Economic crisis update

The Federal Reserve Bank has reduced its key interest rate to 0 t0 0.25 percent. This is a momentous occasion that revolutionaries live for.

We have Obama leading all the possible forces of counterrevolution, and we have an interest rate that says capitalism is out of gas.

The capitalists could raise the interest to 10%, and force borrowers to be doing the kind of business that would make it worthwhile to pay that interest rate. However, the capitalists are afraid of a domino effect with businesses going out of business and not starting in the first place.

Even at 0% to 0.25% the capitalists are afraid the dominoes are going to continue to fall. Hence, they have turned to Keynesian fiscal policy or stimulus plans as well.

The federal bankers are hoping to see some effect from their interest rate policy this summer. If they are lucky the effect of the stimulus plan will take hold shortly thereafter.

Scylla and Charibdis–the rock is the problem that dominoes will continue to fall and the economy spiral downward. The hard place is that even if the interest rate and stimulus plan take hold, there is no guarantee that there will not be stagflation.

Currently, the rulers believe that the economy could be doing much more business without inflation. However, if at some point we have 0.25 interest rates with inflation of a few percentage points, we can expect a massive flight of capital from the united $tates. At that point, the search will be for countries perhaps overlooked in a banking sense but still holding a positive profit rate. Already this search is on.

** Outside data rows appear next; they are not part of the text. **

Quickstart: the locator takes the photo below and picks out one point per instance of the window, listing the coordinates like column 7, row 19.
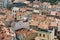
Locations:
column 43, row 35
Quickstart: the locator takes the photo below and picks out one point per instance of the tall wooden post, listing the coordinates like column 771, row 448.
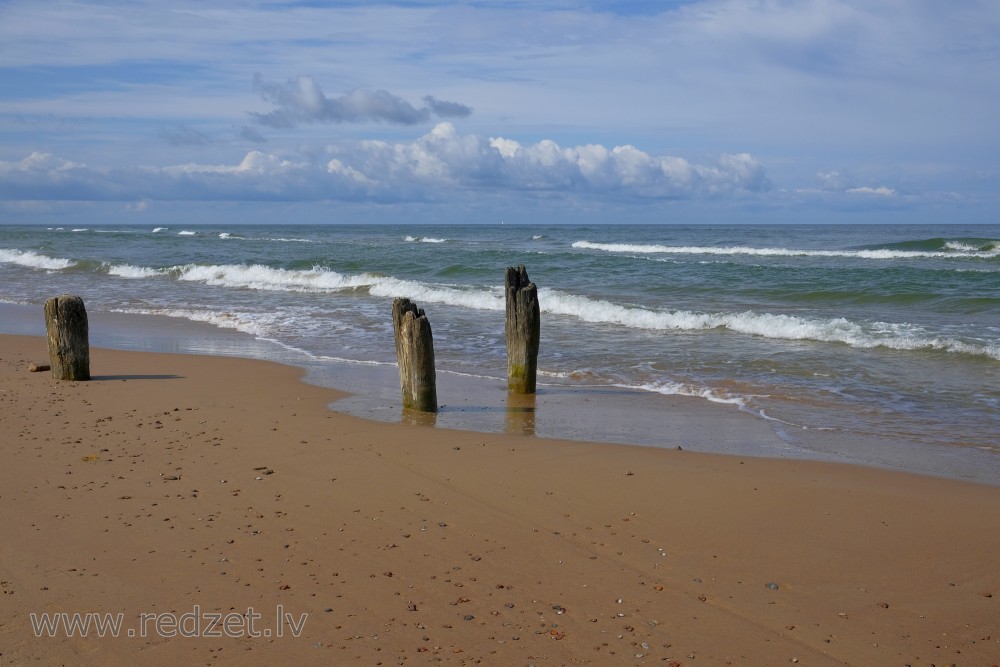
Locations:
column 415, row 354
column 68, row 333
column 522, row 330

It will not really be up to whether someone advocates a policy of decoupling from the Western economy. Local profit rates are what they are. Overlooked business talents throughout the world should be getting a crack eventually. Inside U.$. borders, the rulers are pinning hopes on the petty-bourgeoisie insensitive to the financial world, the less sophisticated members of the bourgeoisie. The hope is that they will somehow pick up the slack as the dominoes fall and more opportunities supposedly open up. The press has already started the narrative on Madoffs at the top frittering away life while Joe the Plumber below saves the day. We find it unlikely especially in a short-run situation. In the long run, the argument is simply that the imperialist class takes in new blood from the labor aristocracy. There is no reason for the international proletariat to wait for that to occur.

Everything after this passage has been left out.